Scott Bannon, Director of the Alabama Department of Conservation and Natural Resources’ Marine Resources Division, said the reason for the quota reduction is to account for the differences in the red snapper harvest estimates between the federal and Alabama’s data collection programs. The quota was calculated using the federal survey estimates. However, since 2018, Alabama’s quota has been monitored using the state’s data collection program, Snapper Check. The final rule used the average of the annual ratio of Snapper Check to federal landings from 2018 and 2019 which resulted in a 51% reduction in the quota for 2023.
“Each Gulf state is accounting for their recreational harvests using different data programs from what the federal government is using,” Bannon said. “Under the other final rule that created state management of red snapper in 2018, there was a requirement to align the landings into the same currency through a calibration method. Alabama and Mississippi have very accurate reporting systems, and we feel the harvest estimates from NOAA are inflated and unreasonable.

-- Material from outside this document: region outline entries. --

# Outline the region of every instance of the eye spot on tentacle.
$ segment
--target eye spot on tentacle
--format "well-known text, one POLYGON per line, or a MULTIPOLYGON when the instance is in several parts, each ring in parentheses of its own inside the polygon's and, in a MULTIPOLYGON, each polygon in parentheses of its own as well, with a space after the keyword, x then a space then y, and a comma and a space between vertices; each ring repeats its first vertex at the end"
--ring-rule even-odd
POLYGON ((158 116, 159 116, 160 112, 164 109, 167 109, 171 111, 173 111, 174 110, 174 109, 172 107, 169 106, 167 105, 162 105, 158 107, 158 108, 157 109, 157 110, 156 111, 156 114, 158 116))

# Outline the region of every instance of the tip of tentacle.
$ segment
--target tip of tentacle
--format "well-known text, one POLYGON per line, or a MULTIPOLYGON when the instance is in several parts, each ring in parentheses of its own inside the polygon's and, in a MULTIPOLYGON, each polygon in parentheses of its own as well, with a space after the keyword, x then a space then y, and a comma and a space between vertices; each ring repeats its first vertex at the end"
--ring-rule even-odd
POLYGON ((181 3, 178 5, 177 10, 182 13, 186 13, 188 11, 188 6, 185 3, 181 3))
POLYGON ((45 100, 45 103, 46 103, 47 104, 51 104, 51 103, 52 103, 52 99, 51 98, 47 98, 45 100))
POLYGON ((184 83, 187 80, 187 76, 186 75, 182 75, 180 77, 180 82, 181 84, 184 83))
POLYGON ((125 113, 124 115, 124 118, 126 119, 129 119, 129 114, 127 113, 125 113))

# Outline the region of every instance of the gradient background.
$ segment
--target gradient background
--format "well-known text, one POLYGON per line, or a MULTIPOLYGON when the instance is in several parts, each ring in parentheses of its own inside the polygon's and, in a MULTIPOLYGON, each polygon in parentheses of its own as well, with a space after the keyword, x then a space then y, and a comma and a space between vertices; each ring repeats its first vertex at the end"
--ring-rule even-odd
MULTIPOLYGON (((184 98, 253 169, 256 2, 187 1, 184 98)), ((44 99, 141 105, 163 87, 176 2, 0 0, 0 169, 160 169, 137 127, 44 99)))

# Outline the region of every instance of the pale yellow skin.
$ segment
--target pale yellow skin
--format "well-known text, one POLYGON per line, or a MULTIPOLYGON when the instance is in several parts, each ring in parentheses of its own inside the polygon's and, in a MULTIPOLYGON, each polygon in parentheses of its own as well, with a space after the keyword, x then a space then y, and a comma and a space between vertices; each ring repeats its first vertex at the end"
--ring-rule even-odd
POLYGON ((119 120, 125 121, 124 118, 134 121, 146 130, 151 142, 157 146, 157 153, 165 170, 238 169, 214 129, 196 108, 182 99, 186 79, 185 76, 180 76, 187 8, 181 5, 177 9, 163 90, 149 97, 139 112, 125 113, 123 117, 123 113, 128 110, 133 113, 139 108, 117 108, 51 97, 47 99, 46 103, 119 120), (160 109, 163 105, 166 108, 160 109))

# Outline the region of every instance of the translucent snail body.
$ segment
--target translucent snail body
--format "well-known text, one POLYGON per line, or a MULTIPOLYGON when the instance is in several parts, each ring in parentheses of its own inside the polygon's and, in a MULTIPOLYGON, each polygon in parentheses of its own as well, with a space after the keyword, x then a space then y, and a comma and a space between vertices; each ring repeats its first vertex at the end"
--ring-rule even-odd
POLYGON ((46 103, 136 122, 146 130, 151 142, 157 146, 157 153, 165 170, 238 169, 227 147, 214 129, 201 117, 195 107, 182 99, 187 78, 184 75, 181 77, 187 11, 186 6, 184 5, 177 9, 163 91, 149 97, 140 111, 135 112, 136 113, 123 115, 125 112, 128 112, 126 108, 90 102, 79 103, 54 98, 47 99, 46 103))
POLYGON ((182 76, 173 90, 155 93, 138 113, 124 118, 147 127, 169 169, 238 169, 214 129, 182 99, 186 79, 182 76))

“Since before state management of red snapper was initiated, we have pushed the Gulf of Mexico Fishery Management Council (Gulf Council) that we should manage the amount of fish off each state. From Alabama’s perspective, this is in part due to the investments made by the state and private individuals in artificial reef building from which a significant number of red snapper and other reef species are produced in Alabama’s reef zones.”
Alabama has the largest artificial reef zone (www.outdooralabama.com/saltwater-fishing/artificial-reefs) in the United States with nearly 1,100 square miles designated for habitat enhancement. Beginning in 2012, the population of red snapper and other popular reef fish have been monitored through research from the University of South Alabama’s School of Marine and Environmental Sciences.
“Utilizing the abundance estimates we receive from the University of South Alabama each year, nearly 25% of the red snapper that occur off Alabama live among artificial reefs, and we think our red snapper stock is continuing to replenish itself at a sustainable rate.” Bannon said. “We feel very strongly that in the Alabama reef zone the stock is very stable. Recruitment is good as there are enough young fish moving up through the reef system.”
Alabama made a motion at the Gulf Council in 2020 that would delay calibration until 2023 to wait until a research assessment could be completed and the latest data incorporated for population estimates for red snapper. An agreement to wait until that assessment was finished was not reached, but calibration was delayed until January 1, 2023.
“We’re working with NOAA Fisheries, the Gulf Council and the Scientific and Statistical Committee (SSC) to review the calibration numbers, using more recent data,” Bannon said. “We have presented alternative calibration ratios based on a more recent time series of harvest. We are hopeful that in 2023 we will see a change in this published calibration number that is more favorable to the state of Alabama.”
Alabama’s alternative calibration ratio proposal to NOAA Fisheries will be considered by the SSC and then returned to NOAA Fisheries and the Gulf Council for consideration at a future Gulf Council meeting. Through the Gulf Council process, there is an opportunity to review the calibration ratio from time to time to allow for new data or a new method to determine the ratio.
The data used to determine the catch limits came from the Great Red Snapper Count in 2021, which estimated stock biomass of Gulf red snapper was approximately three times the previous estimate, and the NOAA Fisheries’ Bottom Longline survey. The SSC discussion determined that the estimates of red snapper from the Great Red Snapper Count and a stock assessment from 2018 were similar for hard bottom and artificial reef habitat where most snapper fishing occurs.